Assessment at UNCW

General Education Assessment

Assessment scorers in lecture hall

For Scorers

Over 170 full-time and part-time faculty have participated in general education assessment scoring. Scorer feedback has been very positive. Scorers say they would recommend partiticipating in the process to their colleagues. Most respondents report that their participation makes an impact on their teaching and assessment practices. One stated "In scoring, I have gained a better understanding of university learning outcomes and how to work toward these within the courses I teach."

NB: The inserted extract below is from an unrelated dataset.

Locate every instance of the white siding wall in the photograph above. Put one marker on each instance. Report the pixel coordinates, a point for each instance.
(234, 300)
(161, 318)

A call goes out to faculty, via department chairs, once or twice a year requesting voluntary participation in the scoring process. Scorers attend a workshop for using the rubric that will be used to score student work for general education assessment. Then, scorers attend a scoring session where the official scoring is done. All scorers must attend all workshop and scoring sessions for the rubrics they will be using. Sometimes the workshop and scoring sessions are combined. Scorers can expect to commit 5-10 hours of time for the workshop and the scoring session, and the total number of hours required for a particular round of scoring is provided in each call for participants.

Workshops

During the workshops, an overview of the General Education Assessment process is presented, as well as the rubric(s) with which the student work collected will be scored. Scorers will have the opportunity to read exemplar work products and practice scoring the work with the rubric(s). A rich discussion between the scorers about the rubrics and student work follows the practice scoring.

Scoring Sessions

Shortly after the rubric workshops (usually in the following week. although sometimes the workshops and scoring sessions are combined), the official scoring session is held. Scorers are placed into pairs or trios for scoring. The scoring process begins with each pair of scorers reading an assignment and discussing the alignment between the assignment and the rubric. The scorers then read a common piece of student work and score it. The scorers discuss the student work and each of their scores, coming to agreement on how that piece of work should be scored. This step works toward increasing the inter-rater reliability of the scoring process. The scorers read and score the rest of the items for an assignment on their own. The process is repeated for additional assignments.